Billy shoved him back down, Taft grimacing through his close-cropped beard. “Now, Memori was a handful, no doubt, fighting in the cafeteria, cutting school, running away from home, always with a boy, but Shakira, she was no trouble to anybody, fourteen years old and never been kissed, had all the answers in class but too shy to raise her hand. But soon as you killed her sister . . .”
“I din’t kill nobody, and you know it.”
“. . . as soon as you killed her sister, all of a sudden she starts banging with the Black Barbies, gets caught with a razor in her mouth going through the metal detectors, threw a chair at a teacher, they finally sent her to a social worker, the lady says to her, ‘Kira, what happened to you?’ You know what she said back? ‘Well, somebody’s got to be my sister.’”

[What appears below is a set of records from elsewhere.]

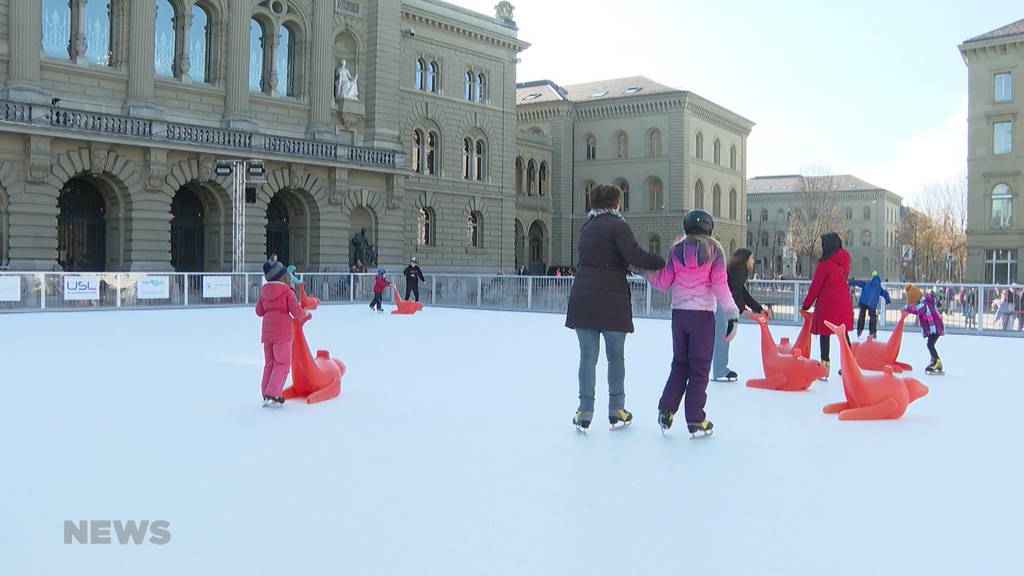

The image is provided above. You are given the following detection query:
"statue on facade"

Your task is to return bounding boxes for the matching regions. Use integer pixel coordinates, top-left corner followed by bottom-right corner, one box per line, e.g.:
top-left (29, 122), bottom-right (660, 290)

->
top-left (334, 60), bottom-right (359, 100)
top-left (352, 228), bottom-right (377, 265)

“Graves, you just pissed off because you ain’t police enough to catch a fuckin’ cold. Cops like you, you just grab the first nigger you see and hope for the best. Well, it didn’t work out so well, did it.”

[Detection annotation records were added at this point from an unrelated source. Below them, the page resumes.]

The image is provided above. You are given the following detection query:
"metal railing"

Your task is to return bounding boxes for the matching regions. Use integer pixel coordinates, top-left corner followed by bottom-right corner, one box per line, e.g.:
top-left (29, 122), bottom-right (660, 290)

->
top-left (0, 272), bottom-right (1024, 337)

“Anyways, Curtis, that was five years ago and now the kid’s a nineteen-year-old murderer with two babies of her own, and she is as fucked as fucked gets. It would probably have been better if she was in the apartment that morning and you put a bullet in her head too, because this, this is gonna be one slow-motion death she’s facing in there. So, as far as I’m concerned, they are all in there,” poking his sutured gut again, “all those angry females chewing you up from the inside out. And when they finally cut you open to see what killed your ass, you know what they’re going to find? Teeth marks, motherfucker, nothing but teeth marks.”
“You stop that bullshit right now,” Taft said more quietly, his eyes going a little bit wide.
“Tell me you don’t feel them,” Billy pressed. “Look at me and tell me you don’t feel them.”
Gingerly touching his gut as if something might pop out, he looked at Billy full-on, no resistance, after all these years, no resistance, Billy’s heart slamming as he scrambled to seize the moment.
“You were raised in the church, right? I remember interviewing your sister, she said you all were.”
“So,” Taft said carefully.
“So you believe in God?”
“Who don’t believe in God.”
“Know your Bible?”
“Some,” Taft said, still palming himself.
“Remember your Luke? Jesus coming on a man had so many demons inside of him that when He asked for his name . . . You remember what the man answered?”
“Legion,” Taft said, his eyes unblinking.
“Legion, that’s right. Legion. A whole fuckin’ battalion. And that’s what you’re dealing with too.”
Taft removed his hand from his belly, placed it flat on the bed, then went still.
“Now, you know and I know that the only way to get those angry bitches out of you before they can finish what they started is for you to make a clean breast of it and say what happened that day. Say it right now, say it to me, and they will be gone before you know it.”
Taft kept staring at him, his mouth slowly going as round as a doughnut, just staring and staring until he apparently saw what he wanted to see in Billy’s eyes, that small quivering . . .
“Graves,” his voice abruptly all the way back, “I got a better chance of cleaning you out in court for harassment than you got of giving me a motherfucking parking ticket. Where’s the goddamn nurse.”
Billy yanked the pillow from under Taft’s head and held it an inch from his face. “You know how easy it would be to punch your ticket right now?”
“But they know you’re here,” he said, shoving the pillow away with surprising strength for a man fresh out of surgery. “So what are you gonna do, huh? This a public building, you gonna kill me? Kill that man in the other bed, too? What are you gonna do. Fuck you.”
“Hi there, everything OK?” The nurse in the doorway sounded cheerful but in charge.
“Nah, he’s just upset over me being like this,” Taft said.
“You’ll be fine,” she said, no one’s fool. “Are you just about done in here, sir? I think your friend—”
“Needs his rest,” Billy finished for her, then, leaning over Taft as if to say goodbye, whispered, “You will never get rid of me,” and walked out of the room.